In a superb women’s singles final, Nozomi Okuhara became the first Japanese player to win a World gold singles medal with a stunning 21-19, 20-22, 22-20 victory over India’s Pusarla Sindhu.
The match lasted 110 minutes — easily the longest of the championships — and neither player could have given more. In the end, the tenacious Okuhara came out on top.
The second game ended with the rally of the match lasting over 50 shots, and it was Sindhu who won it with a great drop-shot.
However, the Indian started to irritate both the crowd and the umpire by going for the towel and taking too much time between shots. Eventually, at 12-12 in the third, she was given a warning.
The only other Japanese gold at a World Championships came from Etsuko Toganoo and Emiko Ueno in the women’s doubles at the very first 1977 championships.

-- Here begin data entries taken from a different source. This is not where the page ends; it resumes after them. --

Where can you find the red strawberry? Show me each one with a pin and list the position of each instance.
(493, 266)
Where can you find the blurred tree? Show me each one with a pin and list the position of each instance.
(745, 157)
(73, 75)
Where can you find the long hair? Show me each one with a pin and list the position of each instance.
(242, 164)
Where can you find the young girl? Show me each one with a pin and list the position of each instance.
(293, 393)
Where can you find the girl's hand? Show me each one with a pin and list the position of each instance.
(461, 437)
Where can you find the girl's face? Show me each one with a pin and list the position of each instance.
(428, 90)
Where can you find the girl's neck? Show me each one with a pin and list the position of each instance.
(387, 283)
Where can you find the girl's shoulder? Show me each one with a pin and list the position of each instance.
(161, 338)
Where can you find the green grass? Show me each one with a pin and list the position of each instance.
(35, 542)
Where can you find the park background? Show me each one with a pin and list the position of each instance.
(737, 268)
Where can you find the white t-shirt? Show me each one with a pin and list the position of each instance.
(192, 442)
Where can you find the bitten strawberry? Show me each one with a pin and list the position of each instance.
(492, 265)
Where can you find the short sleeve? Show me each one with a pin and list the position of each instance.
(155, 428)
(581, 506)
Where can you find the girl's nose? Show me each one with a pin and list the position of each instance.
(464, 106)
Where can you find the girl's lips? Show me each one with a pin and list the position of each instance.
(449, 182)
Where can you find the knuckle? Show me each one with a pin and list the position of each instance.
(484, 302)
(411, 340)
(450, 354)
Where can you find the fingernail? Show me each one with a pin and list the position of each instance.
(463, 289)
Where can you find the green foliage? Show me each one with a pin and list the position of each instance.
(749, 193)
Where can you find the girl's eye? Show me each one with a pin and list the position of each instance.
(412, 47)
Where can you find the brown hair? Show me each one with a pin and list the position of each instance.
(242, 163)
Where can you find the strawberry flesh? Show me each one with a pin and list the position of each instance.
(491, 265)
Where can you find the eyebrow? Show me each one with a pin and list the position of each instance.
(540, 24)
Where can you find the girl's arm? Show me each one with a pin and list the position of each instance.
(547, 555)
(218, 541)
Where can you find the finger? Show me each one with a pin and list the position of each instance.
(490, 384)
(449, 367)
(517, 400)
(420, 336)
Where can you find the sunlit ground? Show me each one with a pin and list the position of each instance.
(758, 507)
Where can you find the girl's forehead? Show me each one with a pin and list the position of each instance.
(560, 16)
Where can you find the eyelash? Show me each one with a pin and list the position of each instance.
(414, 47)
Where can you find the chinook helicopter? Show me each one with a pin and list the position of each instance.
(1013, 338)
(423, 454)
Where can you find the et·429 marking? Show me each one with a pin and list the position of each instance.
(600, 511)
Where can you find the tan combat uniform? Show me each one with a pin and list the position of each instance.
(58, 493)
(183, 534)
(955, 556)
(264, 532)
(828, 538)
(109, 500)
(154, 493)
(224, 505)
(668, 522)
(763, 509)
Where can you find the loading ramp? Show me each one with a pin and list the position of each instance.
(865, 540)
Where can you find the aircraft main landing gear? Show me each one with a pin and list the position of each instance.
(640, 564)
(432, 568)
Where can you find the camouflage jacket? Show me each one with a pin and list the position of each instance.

Yuki Fukushima and Sayaka Hirota had a chance to repeat that success, but they had to settle for silver after losing 18-21, 21-17, 15-21 in the final to China’s Chen Qingchen and Jia Yifan.
China collected a second gold in the men’s doubles with Liu Cheng and Zhang Nan scoring a comfortable 21-10, 21-17 win over the relatively new and unseeded Indonesian pair, Mohammad Ahsan and Rian Agung Saputro.
However, Indonesia did claim a title: Olympic champions Tontowi Ahmad and Liliyana Natsir snatched the mixed doubles from Chinese top seeds Zhieng Siwei and Chen Qingchen.